You may have heard of the term “trusts” when contemplating your estate plan. The concept of executing a trust may seem confusing to some. However, the reality is that most people who establish an estate plan can benefit greatly from creating a trust that is not overly complicated. A trust is simply a legal tool that is designed to hold title to your assets.
A basic trust has three primary parties involved. The creator of the trust is the grantor, settlor, or trustor. The manager of the trust is the trustee. Those who are entitled to receive distributions from the trust are the beneficiaries. Typically, those creating a standard trust will serve in all three capacities until incapacity or death.
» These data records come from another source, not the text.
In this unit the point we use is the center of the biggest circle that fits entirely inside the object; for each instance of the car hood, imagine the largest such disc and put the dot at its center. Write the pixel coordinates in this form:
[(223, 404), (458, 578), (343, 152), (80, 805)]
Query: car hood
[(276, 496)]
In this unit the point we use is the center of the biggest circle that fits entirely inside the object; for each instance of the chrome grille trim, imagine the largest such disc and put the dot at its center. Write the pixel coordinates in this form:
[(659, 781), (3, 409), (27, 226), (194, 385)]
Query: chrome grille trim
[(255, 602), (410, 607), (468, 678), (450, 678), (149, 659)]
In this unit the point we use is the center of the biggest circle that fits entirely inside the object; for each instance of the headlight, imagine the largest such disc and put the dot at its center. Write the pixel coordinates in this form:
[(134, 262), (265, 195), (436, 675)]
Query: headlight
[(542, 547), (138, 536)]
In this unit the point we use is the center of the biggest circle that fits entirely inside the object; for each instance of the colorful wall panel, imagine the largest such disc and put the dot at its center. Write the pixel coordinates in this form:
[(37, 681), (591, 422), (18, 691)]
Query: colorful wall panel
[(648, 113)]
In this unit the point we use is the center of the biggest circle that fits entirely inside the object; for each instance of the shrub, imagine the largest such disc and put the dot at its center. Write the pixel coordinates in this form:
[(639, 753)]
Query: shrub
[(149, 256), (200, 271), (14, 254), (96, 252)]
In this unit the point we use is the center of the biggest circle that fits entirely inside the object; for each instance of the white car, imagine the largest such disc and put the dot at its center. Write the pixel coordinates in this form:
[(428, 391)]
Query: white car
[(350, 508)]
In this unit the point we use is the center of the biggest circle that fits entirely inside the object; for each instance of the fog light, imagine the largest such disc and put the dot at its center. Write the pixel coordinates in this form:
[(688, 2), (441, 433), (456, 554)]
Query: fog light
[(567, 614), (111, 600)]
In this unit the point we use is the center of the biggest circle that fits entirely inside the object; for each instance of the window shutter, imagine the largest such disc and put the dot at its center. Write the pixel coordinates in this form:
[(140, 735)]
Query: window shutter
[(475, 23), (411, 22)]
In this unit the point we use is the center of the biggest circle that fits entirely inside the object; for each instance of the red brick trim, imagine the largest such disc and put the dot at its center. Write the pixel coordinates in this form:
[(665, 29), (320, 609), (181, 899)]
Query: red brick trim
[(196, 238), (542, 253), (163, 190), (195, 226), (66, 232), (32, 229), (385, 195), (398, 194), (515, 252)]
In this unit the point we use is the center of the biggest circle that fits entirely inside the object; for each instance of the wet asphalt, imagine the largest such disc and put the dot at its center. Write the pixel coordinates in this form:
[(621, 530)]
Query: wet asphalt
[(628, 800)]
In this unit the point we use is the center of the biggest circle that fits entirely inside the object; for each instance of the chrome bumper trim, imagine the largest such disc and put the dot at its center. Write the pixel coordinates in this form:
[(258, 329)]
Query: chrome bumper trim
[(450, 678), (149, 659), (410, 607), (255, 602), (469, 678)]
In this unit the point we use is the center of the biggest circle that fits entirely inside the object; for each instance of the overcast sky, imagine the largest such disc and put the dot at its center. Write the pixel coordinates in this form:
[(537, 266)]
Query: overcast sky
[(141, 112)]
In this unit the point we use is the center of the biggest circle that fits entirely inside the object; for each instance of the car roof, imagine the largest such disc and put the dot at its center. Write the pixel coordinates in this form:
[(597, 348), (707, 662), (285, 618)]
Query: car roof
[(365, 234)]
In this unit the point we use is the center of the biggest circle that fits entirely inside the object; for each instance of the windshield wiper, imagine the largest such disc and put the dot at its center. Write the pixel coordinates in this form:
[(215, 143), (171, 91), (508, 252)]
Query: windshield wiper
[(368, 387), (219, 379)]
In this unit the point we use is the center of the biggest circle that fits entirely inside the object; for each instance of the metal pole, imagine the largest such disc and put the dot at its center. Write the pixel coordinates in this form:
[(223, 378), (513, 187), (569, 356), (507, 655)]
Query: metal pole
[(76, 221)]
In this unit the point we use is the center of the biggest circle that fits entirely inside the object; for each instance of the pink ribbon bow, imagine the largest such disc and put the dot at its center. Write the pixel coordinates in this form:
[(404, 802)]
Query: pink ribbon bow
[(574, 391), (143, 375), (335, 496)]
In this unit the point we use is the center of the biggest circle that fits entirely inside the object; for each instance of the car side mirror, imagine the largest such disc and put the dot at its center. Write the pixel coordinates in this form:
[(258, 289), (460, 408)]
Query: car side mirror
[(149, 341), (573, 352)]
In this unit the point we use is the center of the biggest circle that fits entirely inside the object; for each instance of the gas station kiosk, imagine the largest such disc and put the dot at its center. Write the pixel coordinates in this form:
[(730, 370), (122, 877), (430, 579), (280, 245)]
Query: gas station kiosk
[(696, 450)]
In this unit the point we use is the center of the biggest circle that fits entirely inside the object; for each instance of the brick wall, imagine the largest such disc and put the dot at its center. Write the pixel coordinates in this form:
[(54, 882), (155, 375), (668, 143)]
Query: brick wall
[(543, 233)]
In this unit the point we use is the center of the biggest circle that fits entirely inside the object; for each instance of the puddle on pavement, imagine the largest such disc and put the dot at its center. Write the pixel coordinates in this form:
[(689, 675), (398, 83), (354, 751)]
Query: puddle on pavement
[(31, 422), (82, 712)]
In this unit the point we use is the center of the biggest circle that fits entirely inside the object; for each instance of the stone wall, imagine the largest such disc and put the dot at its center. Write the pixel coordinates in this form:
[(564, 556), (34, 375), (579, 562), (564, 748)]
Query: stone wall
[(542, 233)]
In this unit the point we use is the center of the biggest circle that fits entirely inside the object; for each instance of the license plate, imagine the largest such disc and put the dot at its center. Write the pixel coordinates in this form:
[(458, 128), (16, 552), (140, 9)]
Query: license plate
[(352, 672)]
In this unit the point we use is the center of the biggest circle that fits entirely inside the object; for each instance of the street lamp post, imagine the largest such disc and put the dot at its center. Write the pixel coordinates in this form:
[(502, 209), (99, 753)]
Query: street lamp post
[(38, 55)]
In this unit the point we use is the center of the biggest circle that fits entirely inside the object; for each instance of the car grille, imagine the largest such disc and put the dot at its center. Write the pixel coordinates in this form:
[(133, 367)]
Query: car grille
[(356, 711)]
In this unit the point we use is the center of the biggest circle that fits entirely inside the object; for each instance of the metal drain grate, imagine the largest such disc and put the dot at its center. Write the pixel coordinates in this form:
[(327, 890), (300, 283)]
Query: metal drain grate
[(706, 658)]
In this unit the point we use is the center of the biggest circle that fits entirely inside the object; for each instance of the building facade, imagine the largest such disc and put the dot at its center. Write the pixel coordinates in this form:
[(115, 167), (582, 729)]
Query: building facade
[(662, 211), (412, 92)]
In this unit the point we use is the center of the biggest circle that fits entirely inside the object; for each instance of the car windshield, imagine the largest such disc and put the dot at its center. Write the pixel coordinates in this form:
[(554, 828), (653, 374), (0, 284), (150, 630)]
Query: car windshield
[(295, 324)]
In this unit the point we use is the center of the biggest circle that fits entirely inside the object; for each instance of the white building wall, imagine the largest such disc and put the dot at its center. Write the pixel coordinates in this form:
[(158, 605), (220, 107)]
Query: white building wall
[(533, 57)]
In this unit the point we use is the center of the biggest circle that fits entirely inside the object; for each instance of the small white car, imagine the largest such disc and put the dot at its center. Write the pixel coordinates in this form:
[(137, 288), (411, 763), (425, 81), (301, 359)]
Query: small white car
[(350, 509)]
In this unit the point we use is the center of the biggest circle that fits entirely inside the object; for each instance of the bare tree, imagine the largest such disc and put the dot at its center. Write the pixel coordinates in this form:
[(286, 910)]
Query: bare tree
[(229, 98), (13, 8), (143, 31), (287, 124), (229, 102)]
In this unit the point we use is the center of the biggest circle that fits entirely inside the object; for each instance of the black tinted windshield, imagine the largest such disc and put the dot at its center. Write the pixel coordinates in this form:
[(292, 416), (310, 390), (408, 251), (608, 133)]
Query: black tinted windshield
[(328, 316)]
A properly drafted trust can help you in the event of your incapacity and death. Upon the grantor’s incapacity, the trust allows for a successor trustee to manage the trust on behalf of the grantor. Upon the grantor’s death, the trust assets avoid probate court proceedings and can be distributed to the beneficiaries efficiently and in accordance with the grantor’s desires.
There are various types of trusts that accomplish different objectives. Everyone can benefit from a revocable trust that addresses what happens upon their incapacity and death. These are trusts that you can amend and revise as you wish. Sometimes it makes sense to establish an irrevocable trust. An irrevocable trust is a trust that cannot be amended or changed as easily. Sometimes irrevocable trusts are used to protect the grantor’s assets. Sometimes irrevocable trusts are used to minimize estate taxes when the grantor dies. Irrevocable trusts may not be for everyone, but they can be effective tools to achieve certain objectives.
Everyone who is contemplating getting their estate plan created for the first time or revised after the initial plan, should consider the benefits of having a trust.